Was das Buch zusammenhält, ist auch weniger die Aktualität, mehr die Brisanz der Themen. Also Zugluft, ein pfeifendes Windchen kommt auf unter dem von Bude eingeschmuggelten Gesichtspunkt, daß 1989 nicht nur die DDR, sondern auch die alte BRD zu existieren aufgehört haben. Wer das schon damals fühlte, wen die Situation von 1989 erschütterte, weil sich quer zum Politischen und Historischen ein zivilisationsgeschichtliches Ereignis abspielte, für welches es keinen Namen gab („Wahnsinn, Wahnsinn!“ sagten alle perplex und wahrhaftig), der hat nun beim Lesen von Budes „Zeitdiagnose“ den Wind im Rücken. Der Prozeß der Zivilisation findet in Wellenbewegungen hinter den geschichtlichen Ereignissen statt, aber gleichsam als stillschweigende Voraussetzung der Soziologie als Wissenschaft. Das heißt, wenn Sie ihr zivilisatorisches Fenster aktivieren, dann passen Budes Gegenstände, dann klingen sie wieder.

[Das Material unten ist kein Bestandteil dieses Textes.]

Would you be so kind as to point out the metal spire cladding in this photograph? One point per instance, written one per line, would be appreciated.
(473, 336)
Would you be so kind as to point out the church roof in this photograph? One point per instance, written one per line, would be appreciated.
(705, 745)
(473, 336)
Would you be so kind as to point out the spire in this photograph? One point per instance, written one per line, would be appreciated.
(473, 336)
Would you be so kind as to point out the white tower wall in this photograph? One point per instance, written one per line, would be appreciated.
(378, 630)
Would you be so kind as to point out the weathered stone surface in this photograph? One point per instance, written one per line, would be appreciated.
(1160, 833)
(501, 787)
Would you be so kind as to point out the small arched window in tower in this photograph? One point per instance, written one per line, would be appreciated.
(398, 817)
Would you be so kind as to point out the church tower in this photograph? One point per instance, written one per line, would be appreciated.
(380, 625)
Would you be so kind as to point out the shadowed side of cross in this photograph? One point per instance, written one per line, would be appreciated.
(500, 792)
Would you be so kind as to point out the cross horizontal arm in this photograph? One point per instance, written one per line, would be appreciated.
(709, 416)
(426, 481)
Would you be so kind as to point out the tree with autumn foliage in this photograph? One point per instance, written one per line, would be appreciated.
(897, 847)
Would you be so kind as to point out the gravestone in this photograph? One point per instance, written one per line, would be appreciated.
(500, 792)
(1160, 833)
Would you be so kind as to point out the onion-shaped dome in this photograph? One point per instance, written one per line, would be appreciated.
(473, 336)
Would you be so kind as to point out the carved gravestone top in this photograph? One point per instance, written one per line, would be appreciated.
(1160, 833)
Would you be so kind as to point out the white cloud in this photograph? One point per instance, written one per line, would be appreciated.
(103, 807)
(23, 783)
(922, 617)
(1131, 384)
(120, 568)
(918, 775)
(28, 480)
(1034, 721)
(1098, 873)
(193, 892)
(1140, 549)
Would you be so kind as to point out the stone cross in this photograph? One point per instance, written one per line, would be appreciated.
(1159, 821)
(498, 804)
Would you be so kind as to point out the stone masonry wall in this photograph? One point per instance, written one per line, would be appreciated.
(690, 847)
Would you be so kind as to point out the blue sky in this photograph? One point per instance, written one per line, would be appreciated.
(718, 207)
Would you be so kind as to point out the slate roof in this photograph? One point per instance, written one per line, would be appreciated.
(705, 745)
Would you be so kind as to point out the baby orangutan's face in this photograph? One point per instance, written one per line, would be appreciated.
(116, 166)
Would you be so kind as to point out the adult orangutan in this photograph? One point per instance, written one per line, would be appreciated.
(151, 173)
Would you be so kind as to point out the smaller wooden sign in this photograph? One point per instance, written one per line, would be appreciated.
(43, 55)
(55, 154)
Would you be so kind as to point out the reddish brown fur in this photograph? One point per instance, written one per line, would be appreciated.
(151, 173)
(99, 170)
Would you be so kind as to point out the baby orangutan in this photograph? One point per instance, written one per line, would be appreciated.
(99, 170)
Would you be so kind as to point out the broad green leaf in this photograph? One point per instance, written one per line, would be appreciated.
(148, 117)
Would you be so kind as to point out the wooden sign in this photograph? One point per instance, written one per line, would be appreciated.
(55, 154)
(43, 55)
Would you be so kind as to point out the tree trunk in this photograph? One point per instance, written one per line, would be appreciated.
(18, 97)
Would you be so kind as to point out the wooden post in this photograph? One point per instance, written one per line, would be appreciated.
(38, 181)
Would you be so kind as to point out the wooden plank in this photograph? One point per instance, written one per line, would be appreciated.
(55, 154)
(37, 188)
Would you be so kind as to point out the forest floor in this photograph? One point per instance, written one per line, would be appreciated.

(Jochen Köhler, Berliner Zeitung 23.03.1999)

Budes „Soziologie als Zeitdiagnose“ stellt sich teils unauffällig, teils polemisch der herrschenden Auffassung der Zukunft, zumal der Luhmannschen Systemsoziologie entgegen, daß Abstand vom Gegenstand nicht schaden kann, weil nur aus der Distanz jene coole „disinvoltura“ des Beobachters möglich ist, die den an Erkenntnis interessierten Soziologen vom engagierten soziologischen Schriftsteller unterscheidet, dem die Intervention in eine Debatte wichtiger ist als das langwierige Widerlegen, Affirmieren oder Neuformulieren von Forschungspositionen. Die Ironie, und das heißt: das Wissen um die Hintergehbarkeit eigenen Standpunktes, die der soziologische Beobachter benötigt, verlegt Bude denn auch in den Gegenstand seiner Untersuchungen: die ironische Nation.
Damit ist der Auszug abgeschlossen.